Copyright © World Health Organization (WHO) 2019. Some rights reserved. This work is available under the CC BY-NC-SA 3.0 IGO license (https://creativecommons.org/licenses/by-nc-sa/3.0/igo).


More than 1.5 billion people have been affected by crises over the last decade, especially the vulnerable groups including children and women (1), incurring economic losses in excess of US$ 1.3 trillion (2). The Easter Mediterranean Region suffers from the greatest number of natural and man-made disasters and is especially prone to such events because of its geo-climactic characteristics with significant increase in the risk of disasters projected over the next two decades (3). In addition, it is home to many tenacious conflicts including insurgencies, ethnic tensions, and sectarian clashes with potential for further escalation (4). Such calamities not only lead to displaced populations and infrastructure damage, but also lead to breakdowns in health systems that permit disease outbreaks.

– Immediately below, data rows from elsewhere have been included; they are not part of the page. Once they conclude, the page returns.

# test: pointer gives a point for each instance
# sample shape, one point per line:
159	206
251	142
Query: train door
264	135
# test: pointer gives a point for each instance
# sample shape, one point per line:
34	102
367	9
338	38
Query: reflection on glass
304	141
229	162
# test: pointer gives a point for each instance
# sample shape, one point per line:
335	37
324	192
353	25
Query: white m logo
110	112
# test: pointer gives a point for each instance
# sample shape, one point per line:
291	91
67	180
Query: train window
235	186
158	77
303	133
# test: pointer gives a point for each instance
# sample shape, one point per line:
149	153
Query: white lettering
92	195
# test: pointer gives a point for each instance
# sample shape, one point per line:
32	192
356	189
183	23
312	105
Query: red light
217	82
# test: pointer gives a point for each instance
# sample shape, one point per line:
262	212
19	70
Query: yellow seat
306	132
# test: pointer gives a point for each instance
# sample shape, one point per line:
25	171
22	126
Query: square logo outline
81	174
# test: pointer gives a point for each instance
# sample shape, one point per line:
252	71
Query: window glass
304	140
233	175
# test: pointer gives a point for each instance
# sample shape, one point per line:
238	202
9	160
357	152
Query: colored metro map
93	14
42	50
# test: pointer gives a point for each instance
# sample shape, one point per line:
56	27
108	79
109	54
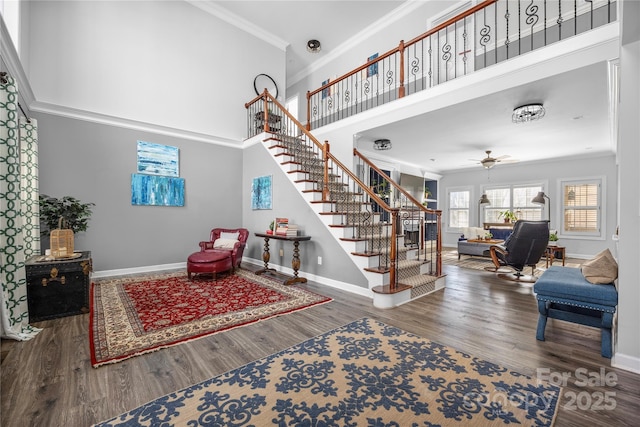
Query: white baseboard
137	270
628	363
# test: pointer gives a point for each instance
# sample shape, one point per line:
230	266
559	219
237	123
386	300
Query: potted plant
74	213
508	216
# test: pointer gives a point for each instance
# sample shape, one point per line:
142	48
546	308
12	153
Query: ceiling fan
489	162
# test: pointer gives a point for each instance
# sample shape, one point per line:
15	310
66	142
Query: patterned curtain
19	237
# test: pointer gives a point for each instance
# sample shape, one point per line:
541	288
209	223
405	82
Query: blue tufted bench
563	293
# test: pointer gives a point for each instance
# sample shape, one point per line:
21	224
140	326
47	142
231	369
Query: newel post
401	88
266	110
394	247
308	111
325	179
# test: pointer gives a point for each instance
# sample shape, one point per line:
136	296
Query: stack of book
284	228
292	230
281	226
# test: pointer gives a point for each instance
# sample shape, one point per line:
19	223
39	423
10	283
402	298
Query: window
516	198
459	208
582	207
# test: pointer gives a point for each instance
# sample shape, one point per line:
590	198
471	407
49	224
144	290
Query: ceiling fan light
528	113
488	164
382	144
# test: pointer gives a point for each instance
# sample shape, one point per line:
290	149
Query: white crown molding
398	13
238	21
104	119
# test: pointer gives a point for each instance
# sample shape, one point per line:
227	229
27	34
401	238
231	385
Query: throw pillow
224	243
232	236
602	269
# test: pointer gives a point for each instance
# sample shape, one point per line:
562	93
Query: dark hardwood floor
49	381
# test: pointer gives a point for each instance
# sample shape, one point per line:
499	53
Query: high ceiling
457	136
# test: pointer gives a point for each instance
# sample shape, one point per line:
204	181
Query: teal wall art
261	195
155	190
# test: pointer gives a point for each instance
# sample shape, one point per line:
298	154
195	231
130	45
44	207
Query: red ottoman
209	262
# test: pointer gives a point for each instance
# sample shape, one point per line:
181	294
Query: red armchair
233	240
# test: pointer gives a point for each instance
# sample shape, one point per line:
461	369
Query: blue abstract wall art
158	159
261	193
155	190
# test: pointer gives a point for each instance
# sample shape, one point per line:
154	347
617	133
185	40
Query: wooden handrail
324	147
400	50
436	212
448	22
266	95
395	185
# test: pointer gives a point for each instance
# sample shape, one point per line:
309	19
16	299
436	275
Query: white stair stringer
417	285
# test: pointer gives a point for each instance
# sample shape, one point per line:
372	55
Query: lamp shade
539	199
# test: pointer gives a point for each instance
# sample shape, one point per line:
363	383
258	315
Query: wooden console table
295	262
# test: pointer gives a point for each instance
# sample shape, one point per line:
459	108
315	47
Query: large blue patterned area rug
365	373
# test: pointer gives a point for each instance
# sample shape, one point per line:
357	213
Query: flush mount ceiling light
313	46
527	113
382	144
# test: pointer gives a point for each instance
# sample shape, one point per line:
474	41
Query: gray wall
289	203
166	63
94	163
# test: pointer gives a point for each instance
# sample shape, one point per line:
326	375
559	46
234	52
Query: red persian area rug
137	315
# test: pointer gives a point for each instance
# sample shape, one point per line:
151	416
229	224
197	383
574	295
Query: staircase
361	221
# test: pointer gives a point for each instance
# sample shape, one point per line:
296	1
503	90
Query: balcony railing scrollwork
488	33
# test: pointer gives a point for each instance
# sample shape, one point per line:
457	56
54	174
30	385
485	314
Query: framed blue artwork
261	193
155	190
158	159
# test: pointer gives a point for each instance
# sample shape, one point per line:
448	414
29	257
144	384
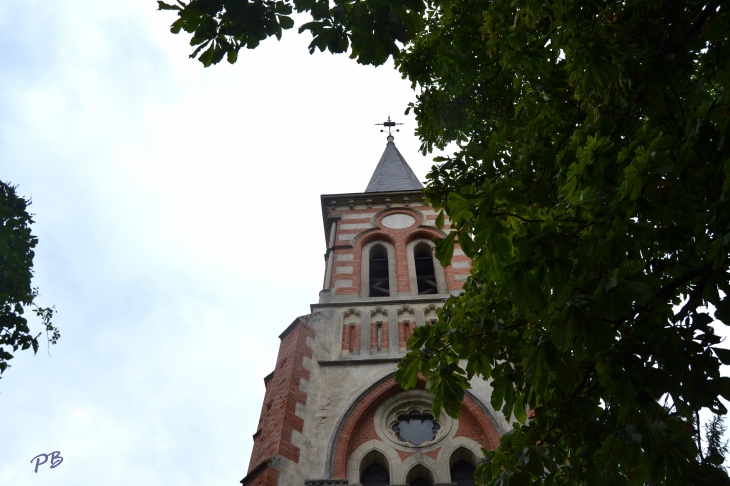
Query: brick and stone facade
331	402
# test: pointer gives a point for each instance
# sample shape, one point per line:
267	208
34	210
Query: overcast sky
177	211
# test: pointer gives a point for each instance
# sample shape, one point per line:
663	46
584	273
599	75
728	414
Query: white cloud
178	215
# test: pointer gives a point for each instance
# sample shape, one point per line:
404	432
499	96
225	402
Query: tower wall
332	409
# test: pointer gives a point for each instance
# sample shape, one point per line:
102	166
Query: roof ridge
393	173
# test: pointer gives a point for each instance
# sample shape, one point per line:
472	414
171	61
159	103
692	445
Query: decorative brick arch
357	425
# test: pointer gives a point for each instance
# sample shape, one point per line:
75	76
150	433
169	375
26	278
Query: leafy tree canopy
591	188
16	272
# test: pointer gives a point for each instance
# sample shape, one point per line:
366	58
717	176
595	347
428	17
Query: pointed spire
393	172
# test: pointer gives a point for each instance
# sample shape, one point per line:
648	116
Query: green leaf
445	248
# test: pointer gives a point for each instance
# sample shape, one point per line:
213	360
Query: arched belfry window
425	274
375	475
462	473
379	276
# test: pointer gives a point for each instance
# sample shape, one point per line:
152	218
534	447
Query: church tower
332	413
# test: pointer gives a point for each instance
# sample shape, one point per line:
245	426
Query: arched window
420	475
462	473
425	274
379	277
375	475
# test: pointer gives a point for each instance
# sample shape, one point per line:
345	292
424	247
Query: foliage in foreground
591	188
16	272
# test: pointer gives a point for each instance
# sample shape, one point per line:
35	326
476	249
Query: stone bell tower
332	413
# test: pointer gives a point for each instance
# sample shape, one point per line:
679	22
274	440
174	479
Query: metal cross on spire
390	124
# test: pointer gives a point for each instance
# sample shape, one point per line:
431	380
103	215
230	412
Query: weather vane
390	124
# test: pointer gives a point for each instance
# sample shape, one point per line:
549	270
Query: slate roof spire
393	172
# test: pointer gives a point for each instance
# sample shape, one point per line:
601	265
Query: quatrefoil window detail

The World Health Organization (WHO) has strongly advocated health systems’ preparedness for effective management of crisis situations, which forms the basis for the study “Health system preparedness in Pakistan for crisis management: a cross-sectional evaluation study” (5). Pakistan has been beset with environmental and political degradation for a number of years, and adequate urgent response to human catastrophe incidents, due to political turmoil or extreme weather events, continues to be challenge for humanitarian organizations when inadequate country-wide crises response mechanisms hinder effective health systems.

Moreover, preparedness for disease pandemics need not always be linked to the presence of health systems degradation, but can also highlight the need to anticipate potential disasters before they even materialize. Although the last influenza H1N1 pandemic in 2009 was relatively mild, fear prevails that the next one might not be (6,7). Due to frequent mutations and re-assortment in its genome, influenza is a continuously evolving virus; potential source of epidemics / pandemics, accordingly (8). Predicting when or where an influenza pandemic may arise, or even which strain will be the culprit is a difficult task (9). Thus, WHO has urged every country to develop and maintain an up-to-date national influenza preparedness plan, and provided guidance on plan content (10), as discussed in the article “Influenza pandemic preparedness in the WHO Eastern Mediterranean Region (11).

Empowerment of patients to self-manage the common zoonotic disease brucellosis in the article “Cognitive factors associated with Brucellosis preventive behaviours among diagnosed patients: an application of Empowerment Model” (12) highlights how relatively common diseases still require a country-wide approach to their containment.

However, one aspect of the effect of internal political conflict on populations has received little attention, namely how the health care professionals of tomorrow struggle to qualify in such adverse environments. Regional political upheaval that started in 2011 extended to Yemen, resulting in civic instability and eventually ended up with a war that is still ongoing. The effects of war on dental students in Yemen have not been widely studied, although political conflicts would be expected to have direct / indirect negative consequences on society, including university students (13). This topic was the focus of research in the article “Dental environment and war-related stress among dental students, Yemen” (14). In addition to the political turmoil that can affect students’ performance, the article “Perspectives of medical students and teaching faculty on teaching medicine in their native language” (15) looks at how the choice of using the native language for instruction in medicine has a significant impact on the students who sit for such studies, as it facilitates the process of acquiring knowledge and utilizes the optimum potential of the students.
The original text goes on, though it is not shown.